My 1st trip to NY as an author (Reposted from

(Note: This is re-posted from its original published location over at

I hope you’ll forgive me. This blog post is a bit of an indulgence on my part, as it may only be remotely interesting to me; I’m setting out to chronicle nothing more and nothing less than a series of office visits. I don’t think my experience below is any more exciting or more special than any person’s first day on their dream job. It was a wonderful set of moments for me, though—the physical manifestation of a life-long dream come true. My only hope here is that it speaks to that special dream in all of us, and that it inspires us to believe that we can accomplish anything that we put our minds to.

I’m the son of a small town firefighter and truck driver from a rather remote part of mountainous central Arizona. It’s hard to properly put into perspective the jump from my very modest and myopic childhood to last July when I met with my literary agent at the bar of the Waldorf Astoria in New York City. To bridge that gap, I’m going to have to rely on the sensibilities of your own experience or aspirations in escaping the orbit of your parents and the pull of your small town. Otherwise I’ll end up with a novel instead of a blog post. But I trust that most readers can appreciate the yawning vastness between those two different chapters in my life.

This is really a testament to the reality that the publishing industry remains a rare and precious commodity in this world: a completely blind arbiter. In the realm of telling stories for a living, I’m fairly convinced that getting into television or movies requires you to have a parent or another close family member already in the business. There are, of course, exceptions to the rule, but the rule is pretty steadfast these days. I would argue that it’s very much the opposite in book publishing. When my agent and later my editor signed me, they had no Earthly idea who my parents were, where I came from, what color I was, what stocks I invested in, what my religious beliefs were, who I dated, whether I was married or single, how many family members I had in the industry. None. They looked only at the words I had written down, and their judgments were focused like a laser beam only on that.

Looking back, one of the greatest insights of my life was long ago identifying writing as a possible way to escape my destiny. I know you know what I’m talking about. Writing is cheap. It costs NOTHING to put pencil to paper and go. A little more to get a computer, but that’s not a hard and fast obstacle. What other creative pursuit can you engage in with the potential of making a career out of it without spending a dime? Perhaps the question is slightly hyperbolic, but do you get what I’m saying? For the cost of a Number Two pencil and a notebook I can stop the globe spinning. I can blow up buildings. I can create and destroy entire lives, entire solar systems. I can make people cry and laugh and beg for more. It’s simply astounding. And I trusted the industry to notice me for my craft and nothing else. It worked! I’m living proof that it worked and that it can work for you, too.

This dream didn’t come true overnight. I worked hard at it for ten years over the course of six novels and other writing experimentation.

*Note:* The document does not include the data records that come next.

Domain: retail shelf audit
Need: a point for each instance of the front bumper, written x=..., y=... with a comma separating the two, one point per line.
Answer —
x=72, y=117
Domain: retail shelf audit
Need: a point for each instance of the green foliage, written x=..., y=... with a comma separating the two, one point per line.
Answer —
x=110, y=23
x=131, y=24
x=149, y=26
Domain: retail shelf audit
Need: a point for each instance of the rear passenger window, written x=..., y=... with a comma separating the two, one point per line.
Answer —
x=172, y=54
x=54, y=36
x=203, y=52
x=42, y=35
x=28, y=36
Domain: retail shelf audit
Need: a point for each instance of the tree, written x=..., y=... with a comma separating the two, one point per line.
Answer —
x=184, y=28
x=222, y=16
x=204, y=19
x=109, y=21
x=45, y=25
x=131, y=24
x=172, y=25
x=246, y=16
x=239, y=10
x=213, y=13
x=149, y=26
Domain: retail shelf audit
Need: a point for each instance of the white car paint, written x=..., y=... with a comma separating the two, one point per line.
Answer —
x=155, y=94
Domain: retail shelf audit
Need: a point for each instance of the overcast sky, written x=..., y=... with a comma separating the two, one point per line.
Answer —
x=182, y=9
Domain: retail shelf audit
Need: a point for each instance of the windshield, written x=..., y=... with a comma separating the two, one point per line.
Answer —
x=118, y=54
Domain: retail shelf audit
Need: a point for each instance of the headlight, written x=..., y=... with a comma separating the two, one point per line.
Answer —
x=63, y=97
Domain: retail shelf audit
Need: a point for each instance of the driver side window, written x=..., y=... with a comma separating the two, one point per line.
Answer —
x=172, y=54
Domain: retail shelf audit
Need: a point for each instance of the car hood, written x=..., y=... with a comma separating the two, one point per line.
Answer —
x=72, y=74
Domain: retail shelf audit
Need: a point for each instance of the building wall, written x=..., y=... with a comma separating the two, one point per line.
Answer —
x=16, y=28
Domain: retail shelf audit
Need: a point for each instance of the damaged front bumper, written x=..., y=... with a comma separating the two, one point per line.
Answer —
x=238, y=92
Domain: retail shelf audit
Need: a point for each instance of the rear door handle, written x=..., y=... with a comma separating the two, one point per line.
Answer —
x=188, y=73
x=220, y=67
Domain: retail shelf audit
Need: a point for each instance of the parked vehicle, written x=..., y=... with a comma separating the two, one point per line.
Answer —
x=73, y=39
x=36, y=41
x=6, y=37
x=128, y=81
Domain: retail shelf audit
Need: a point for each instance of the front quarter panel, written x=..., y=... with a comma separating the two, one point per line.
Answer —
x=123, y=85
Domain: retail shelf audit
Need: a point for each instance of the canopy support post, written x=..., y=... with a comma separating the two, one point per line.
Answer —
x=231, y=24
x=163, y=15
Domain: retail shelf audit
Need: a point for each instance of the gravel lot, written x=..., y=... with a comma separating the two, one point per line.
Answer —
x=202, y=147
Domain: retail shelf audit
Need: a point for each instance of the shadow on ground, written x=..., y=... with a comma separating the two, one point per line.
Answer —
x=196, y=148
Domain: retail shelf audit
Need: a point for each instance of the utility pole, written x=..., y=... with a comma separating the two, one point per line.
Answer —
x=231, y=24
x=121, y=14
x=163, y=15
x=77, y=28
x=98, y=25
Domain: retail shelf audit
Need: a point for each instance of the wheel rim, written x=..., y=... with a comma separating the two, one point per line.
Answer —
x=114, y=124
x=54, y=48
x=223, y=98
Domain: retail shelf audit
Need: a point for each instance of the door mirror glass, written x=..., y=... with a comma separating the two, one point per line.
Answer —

It was painful and lonely much of the time, wanting to be an author so badly but not yet having the skill to pull it off. It took hard work and dedication and a psychotic level of belief in myself. But I did eventually make it work. I finally made it in the door. I got that call from a literary agent, and then that call from a publishing house. And then I found myself schmoozing in the lounges of historic New York hotels and talking shop with award-winning editors on the 9th floor of the Random House building! So fun to realize that dream, and to confirm how nice and human everyone is behind the fortress walls of the publishing industry. I hope you’ll enjoy my little romp down memory lane, here. For me, at least, it represents nothing less than the power of dreaming.

Meeting my agent/agency’s director, Holly McGhee of Pippin Properties, in the lobby bar of the Waldorf Astoria Hotel. She represents so many luminaries in children’s book publishing, I don’t even know where to begin. Letting her buy me a Singapore Sling is a good way to start! (Night time, dim lighting, stupid iPhone…sorry for the quality.)

A view from my room at the Waldorf. Okay, okay, this is the 19th floor Silver Light Ballroom, but the entire City was mine at that point, so same difference.

Behold. Random House.

 Me and my daughter in the lobby of Random House. I gave the security guy at the lobby desk my name and they let my family onto the elevator. They let me in Random House! How Random is that?!

 Just chilling at my editor’s desk with my wife and daughter with a gorgeous view of New York sprawling out below and around us.

My fam meeting with my editor/publisher Wendy Lamb and assistant editor Dana Carey.

Talking book cover ideas with my book designer, Alison Impey. I can never express to her how impressed I am with the design that she came up with!

One last pic. This is my daughter, in heaven–I mean, the reading room of Pippin Headquarters. They made the mistake of letting her pick out some books and ARCs she wanted to take home with her. She picked so many that they had to ship her selection by ground! Amazing display of generosity from a great team.